Disclosure of your information
We may share your personal information with any member of our group, which means our subsidiaries, our ultimate holding company and its subsidiaries, as defined in section 1159 of the UK Companies Act 2006.
We may share your information with selected third parties as follows:
- your Employer, to provide them with details of your progress on the course, and analyses of your understanding and behaviour in relation to cyber security.
- any Reseller of ours who introduced your Employer to us, to enable the Reseller to oversee the use of our service by your Employer and by those your Employer has registered to use the service.
We may disclose your personal information to third parties:
- If CybSafe Limited or substantially all of its assets are acquired by a third party, in which case personal data held by it about its customers and service users will be one of the transferred assets.
- Some of our processing activity is carried out on our behalf by third parties, such as cloud storage providers. This is always subject to contractual assurances that personal data will be kept securely and only in accordance with our specific directions.
Where we store your personal data and how we protect it
The data that we collect from you will not be transferred to, or stored at, a destination outside the European Economic Area (“EEA”).

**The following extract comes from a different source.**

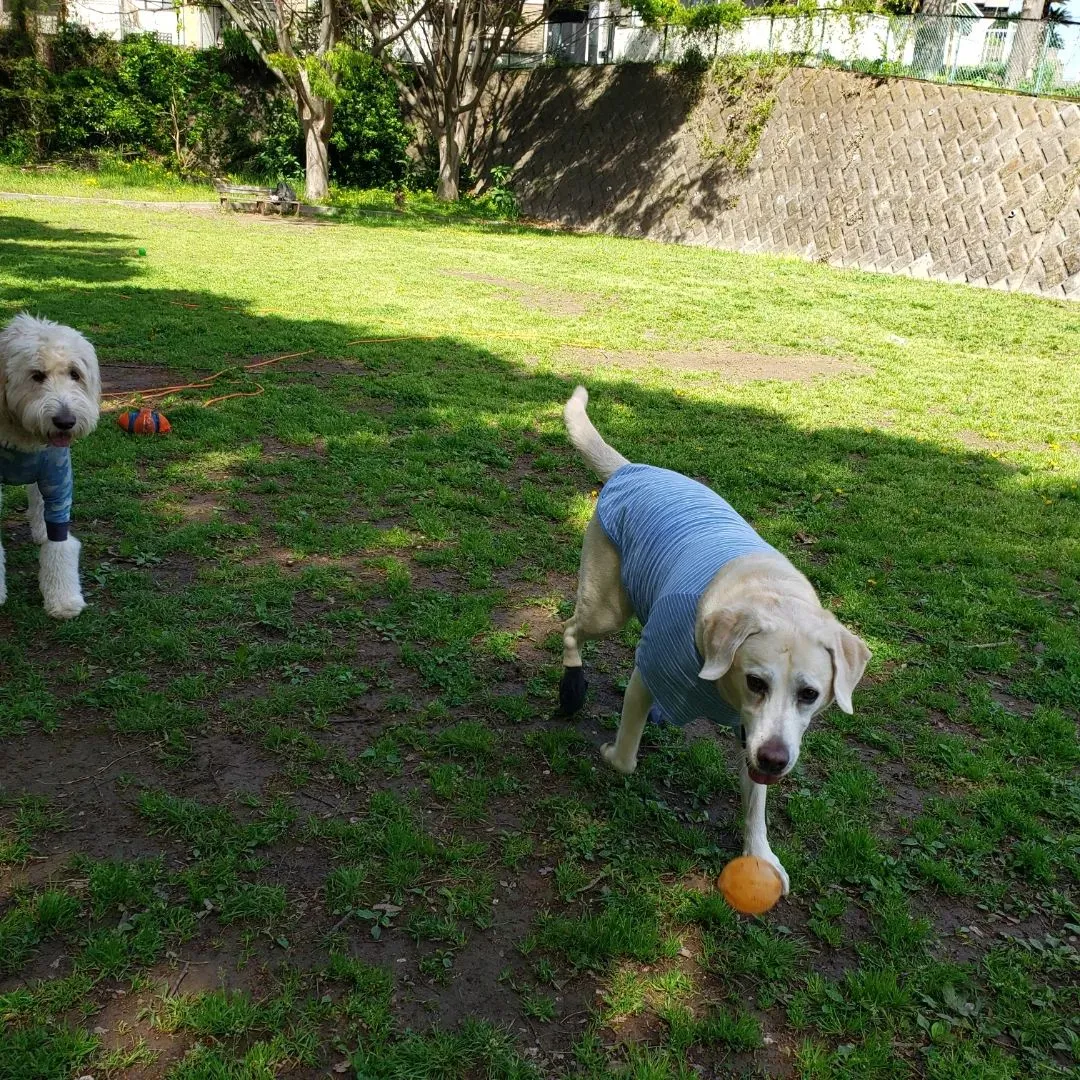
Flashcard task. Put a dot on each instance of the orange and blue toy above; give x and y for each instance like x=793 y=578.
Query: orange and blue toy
x=144 y=421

We have implemented generally accepted standards of technology and operational security in order to protect personal data from loss, misuse, or unauthorised alteration or destruction. We will notify you promptly in the event of any breach of your personal data which might expose you to serious risk.
All information you provide to us is stored on our secure servers. Password details will be encrypted and you are responsible for keeping your password confidential. We ask you not to share a password with anyone.
Unfortunately, the transmission of information via the internet is not completely secure. Although we will do our best to protect your personal data, we cannot guarantee the security of your data transmitted to Our Sites; any transmission is at your own risk. Once we have received your information, we will use strict procedures and security features to try to prevent unauthorised access.
How long do we keep your information?
We will hold your personal data on our systems for as long as you are using our services and for as long afterwards as is necessary to comply with our legal obligations and / or the instructions of your Employer. We may retain your personal data in an archived form in order to be able to comply with future legal obligations e.g. the establishment exercise or defence of legal claims.
You have rights under the DP Laws:
(a) to access your personal data
(b) to be provided with information about how your personal data is processed
(c) to have your personal data corrected
(d) to have your personal data erased in certain circumstances
(e) to object to or restrict how your personal data is processed
(f) to have your personal data transferred to yourself or to another business in certain circumstances.
You have the right to take any complaints about how we process your personal data to the Information Commissioner:
0303 123 1113.
Information Commissioner’s Office
Cheshire SK9 5AF
Our Sites may, from time to time, contain links to and from the websites of our partner networks, advertisers and affiliates. If you follow a link to any of these websites, please note that these websites have their own privacy policies and that we do not accept any responsibility or liability for these policies. Please check these policies before you submit any personal data to these websites.